If theobesity is a risk factor for early mortality, type 2 diabetes, hypertension, cholesterol and heart disease, it also appears to be responsible for sudden death. Sudden death occurs without “warning” and is caused by a sudden and unexpected loss of heart function. It is distinguished from heart attacks by its instantaneity and the death that follows.
Researchers at the University of Minnesota (USA) studied the health of 15,000 men and women for 12.5 years.
During this period, they identified 253 sudden cardiac deaths. They put the results of their study into perspective with the weight, height, waist circumference and waist-to-hip ratio of the volunteers.
The results of the study show that the higher the waist-to-hip ratio, the greater the risk of sudden death.
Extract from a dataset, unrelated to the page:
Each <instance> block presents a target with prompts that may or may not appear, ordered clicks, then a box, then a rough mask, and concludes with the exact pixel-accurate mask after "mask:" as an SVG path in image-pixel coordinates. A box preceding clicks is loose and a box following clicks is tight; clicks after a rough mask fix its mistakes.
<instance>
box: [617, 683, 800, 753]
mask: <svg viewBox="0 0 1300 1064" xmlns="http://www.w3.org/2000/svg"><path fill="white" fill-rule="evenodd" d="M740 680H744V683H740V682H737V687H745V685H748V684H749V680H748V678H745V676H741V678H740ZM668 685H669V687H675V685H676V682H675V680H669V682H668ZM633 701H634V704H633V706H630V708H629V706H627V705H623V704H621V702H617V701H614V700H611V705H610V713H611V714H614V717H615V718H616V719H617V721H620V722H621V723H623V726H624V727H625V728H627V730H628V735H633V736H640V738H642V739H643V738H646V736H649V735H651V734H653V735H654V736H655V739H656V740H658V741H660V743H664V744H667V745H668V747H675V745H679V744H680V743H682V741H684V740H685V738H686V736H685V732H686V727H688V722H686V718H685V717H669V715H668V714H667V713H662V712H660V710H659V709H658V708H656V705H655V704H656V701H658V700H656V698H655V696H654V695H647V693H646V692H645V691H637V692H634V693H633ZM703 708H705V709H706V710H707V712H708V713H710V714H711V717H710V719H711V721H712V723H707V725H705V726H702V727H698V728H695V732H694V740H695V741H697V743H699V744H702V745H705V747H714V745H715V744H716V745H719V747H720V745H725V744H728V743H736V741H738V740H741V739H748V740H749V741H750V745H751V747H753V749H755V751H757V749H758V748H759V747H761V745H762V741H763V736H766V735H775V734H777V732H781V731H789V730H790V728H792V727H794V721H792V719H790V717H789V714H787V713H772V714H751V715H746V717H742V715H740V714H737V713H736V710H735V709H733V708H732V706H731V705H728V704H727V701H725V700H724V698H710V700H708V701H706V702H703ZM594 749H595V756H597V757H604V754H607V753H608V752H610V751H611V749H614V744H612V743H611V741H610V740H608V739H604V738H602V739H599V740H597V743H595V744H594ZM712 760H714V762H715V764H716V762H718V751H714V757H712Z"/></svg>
“The waist-to-hip ratio is a more important marker of obesity than the others. And, the accumulation of fat on the stomach is more dangerous than that stored on other parts of the body. Abdominal fat, which attaches itself below the abdominal muscles, is indeed one of the primary factors responsible for cardiovascular disease, ”recalls Selcuk Adabag, cardiologist, researcher in the epidemiology and health division of the University of Minnesota.
Obesity in numbers
This new study confirms the health dangers of obesity. Yet theobesity would have become the new standard of build. The World Health Organization has warned European governments about the prevalence of obesity in different EU countries. In a report, the WHO says Europeans are getting bigger and bigger: 27% of 13-year-olds and 33% of 11-year-olds are overweight. The number of cases of obesity has doubled since 1980. Overweight affects 1.4 billion people aged 20 and over, of which more than 200 million men and nearly 300 million women are obese.